ECB leaves key interest rates unchanged and bond buying intact
[FRANKFURT] European Central Bank governors on Thursday left key interest rates at historic lows and mass bond-buying unchanged, a spokesman said, in line with observers' expectations.
The Frankfurt institution kept its main refinancing rate at 0.0 per cent, the rate on the marginal lending facility at 0.25 per cent, and the deposit rate at -0.4 per cent - meaning banks have to pay to park money with the central bank.
It also left untouched plans to buy 60 billion euros (S$91.3 billion)of corporate and government bonds per month until December under its "quantitative easing" programme.
ECB watchers had expected the bank to hold steady at this month's meeting, as political uncertainty and weak inflation discourage it from reducing its massive support for the economy.
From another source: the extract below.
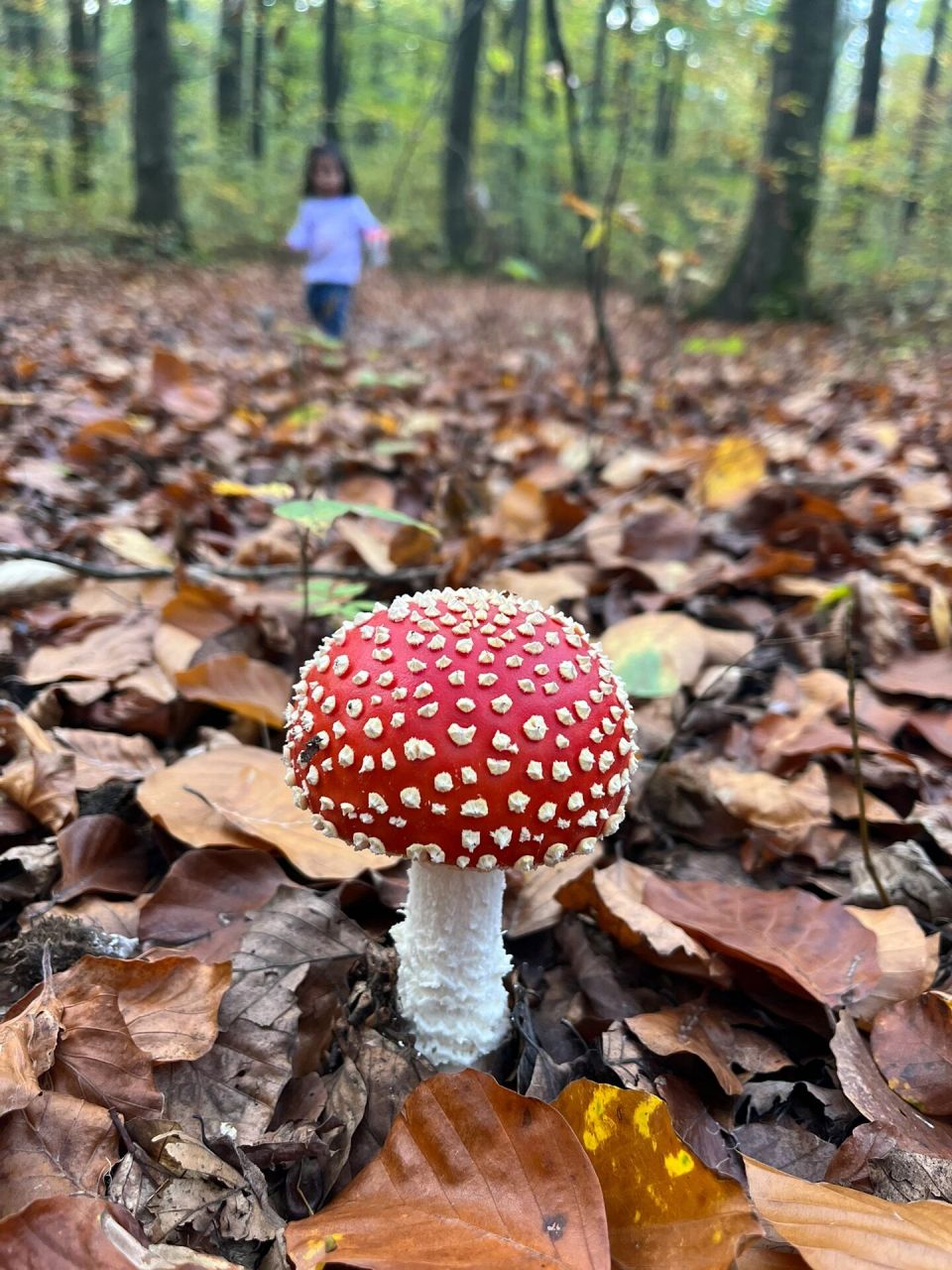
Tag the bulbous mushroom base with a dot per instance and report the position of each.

The bank's interventions are designed to encourage banks to lend to the real economy, powering growth and pushing inflation towards its target of just below 2.0 per cent.
But while policymakers see a firming recovery in the 19-nation eurozone, inflation fell back to 1.5 per cent in March after briefly overshooting the goal in February.
Just minutes before the ECB's decision Germany, Europe's biggest economy, reported that its inflation rate had reached the ECB target of 2.0 per cent in April.
Meanwhile, governors are anxious not to upset financial markets while eurozone heavyweight France navigates a high-stakes presidential election, which far-right anti-euro candidate Marine Le Pen has a real chance of winning.